Armvoetigen - Brachiopoden, zijn zeedieren, die uiterlijk veel op mossels gelijken, doch systematisch veel dichter bij de wormen staan. Met een steel zitten ze, in groote massa’s bijeen, op de rotsen vast.
De beide schalen zijn: een boven- en een onderschaal en niet, zooals bij de weekdieren, een rechter en een linker. De schalen worden gevormd door een uitgroeiing van het lichaam,den mantel,die de binnenzijde der schalen bedekt. De schalen, die uit kalk of uit een organische stof met phosphorzure kalk bestaan, en samengesteld zijn uit fijne kalkprisma’s, bevatten fijne kanalen, die aan de buitenzijde afgesloten worden door het vlies, dat de schalen bedekt, het periostracum. De steel dringt door een der schalen of tusschen de schalen door naar buiten. Aan de binnenzijde van de rugschaal zitten gedraaide kalkstaafjes, waaraan de zgn. armen zitten. De armen, die bijna de geheele schaalruimte vullen, zijn spiraalvormig gewonden organen, die aan weerszijden van de mondopening liggen.

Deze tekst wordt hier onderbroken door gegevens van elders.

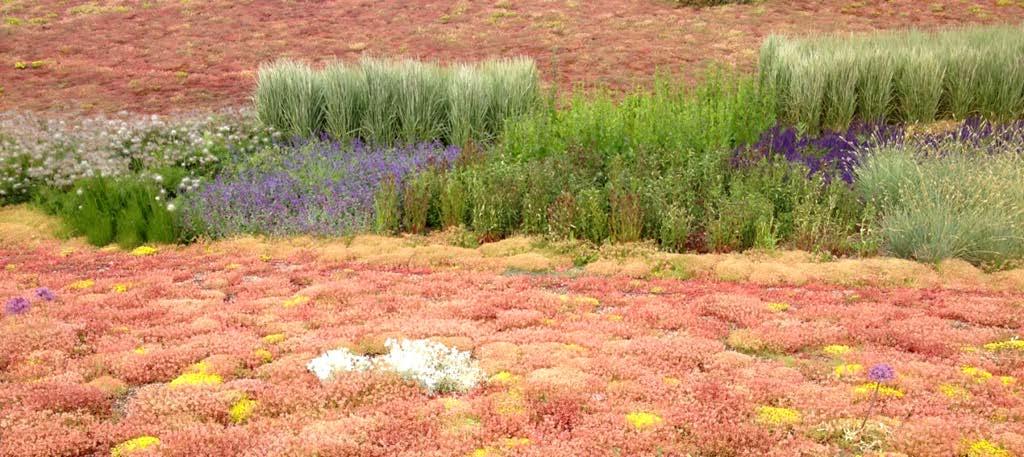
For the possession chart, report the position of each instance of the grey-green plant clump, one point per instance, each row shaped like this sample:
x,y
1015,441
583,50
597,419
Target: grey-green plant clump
x,y
908,76
396,100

Zij zijn bezet met tentakels, die door voortdurende beweging voor de waterverversching en het toevoeren van voedsel in de schelp zorgen. De schelp wordt door spieren open en dicht getrokken, in tegenstelling met die der weekdieren, waar het sluiten alleen door spieren gebeurt. De schalen draaien daarbij om een scharnier, het slot (ontbreekt bij de Ecardines). In een soort ingewandzak liggen darm, lever, geslachtsorganen. Door scheidingswanden is deze ruimte in een voorste, middelste en achterste kamer verdeeld. De dieren lijken daardoor op Sagitta.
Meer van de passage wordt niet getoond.